Now that we’ve looked at one brand that uses yellow, let’s take a look at the two other primary colors: red and blue. In the US and other countries, when red and blue are used together they immediately evoke a sense of patriotism. Red, white, and blue feature on many flags and can create a sense of pride and belonging.
This might have been the founder of Domino’s intention when he came up with their simple and boxy logo, but the history is unclear. One fact is certain: the franchise founder included three dots in the logo to represent the three original stores that the founder established in the first five years of business.
The bright red and blue are cheery colors that, in combination with Domino’s white dots, might have been intended to make viewers think of how the company belongs to the country, and therefore people who purchase from the company also belong to the broader country.
It’s basic color theory that when you mix red and blue, you get purple, which has been one of the mainstays of Taco Bell’s logo for quite a while. For years Taco Bell featured a brightly-colored logo with purple, pink, and yellow, as this photo indicates. Now the brand has moved to a simpler, more modern design that uses only white and a gradient purple.
While the new design does utilize fewer bright colors, purple on its own is still a bold statement. However, the quieter colors of Taco Bell’s new logo present as more muted and tame, and less active and exciting than Taco Bell’s longstanding pink, yellow, and purple logo.
Home Depot stores are really warehouses, but the original founders and the branding guru they worked with didn’t want to name the company “Home Warehouse.” Instead, they decided to use “depot,” or a place where large quantities of things are deposited.
Depots store products shipped in crates, which used to be labeled with stencils rather than the printed boxes or labels that we’re used to today. The founders of Home Depot decided that a stencil wordmark was the right choice to represent their store.
But why use a white stencil on an orange background? Typically, orange brings up negative connotations like prison and construction work that causes bad traffic. Orange is not commonly used as the main logo color, although it can be seen as a secondary color in many logos.

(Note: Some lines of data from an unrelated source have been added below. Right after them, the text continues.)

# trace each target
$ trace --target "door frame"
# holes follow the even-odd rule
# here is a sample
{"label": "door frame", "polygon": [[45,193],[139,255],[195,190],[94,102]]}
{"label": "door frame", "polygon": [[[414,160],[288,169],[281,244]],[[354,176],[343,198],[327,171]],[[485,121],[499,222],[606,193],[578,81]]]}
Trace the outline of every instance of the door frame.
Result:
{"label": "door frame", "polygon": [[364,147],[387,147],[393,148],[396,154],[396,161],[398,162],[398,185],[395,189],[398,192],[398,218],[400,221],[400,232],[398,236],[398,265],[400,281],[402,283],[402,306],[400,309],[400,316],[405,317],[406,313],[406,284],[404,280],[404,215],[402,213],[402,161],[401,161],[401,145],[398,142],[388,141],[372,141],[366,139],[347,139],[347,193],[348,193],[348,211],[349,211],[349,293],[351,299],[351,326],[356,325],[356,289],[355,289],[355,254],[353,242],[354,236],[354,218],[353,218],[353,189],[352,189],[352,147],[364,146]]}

Well, the founders of Home Depot embraced the bright warmth of orange from the get-go. They and their branding advisor decided that orange signaled action, and because their stores helped people actively fix problems in or improve their homes, they decided their logo should embrace that association of action.
Similar to Taco Bell, Pizza Hut used to boast a bright logo with several different colors, but it has now embraced a simple logo that keeps only the brightest color: red. For years Pizza Hut’s logo also contained a splash of green for the dot over the “i” in pizza, which reminds the viewer of green peppers that many people love on their pizzas. It also used to have a bright yellow line that looked like a paint brush swipe underlining “Hut,” and might have made viewers think of cheese or may have evoked a sense of the sun and happiness, as yellow often does.
While two of the colors (green and yellow) were removed and the wordmark font was changed, the Pizza Hut logo still is topped off by its famous red “hat,” which was a design element chosen to match the popular architecture of the time when the company first really began to take off. The simplicity of only using two colors, the red hat and the black wordmark, keeps Pizza Hut moving right along with the logo trends we see today.
John Deere, Domino’s Pizza, Taco Bell, and Pizza Hut are all companies with logos that featured, for many years, more than one bright color. Modern logo designers might shy away from following these companies and using more than one bright color in the name of minimalism. However, there are plenty of successful companies (like Google) who use bright colors in their logos and are still perceived as extremely modern.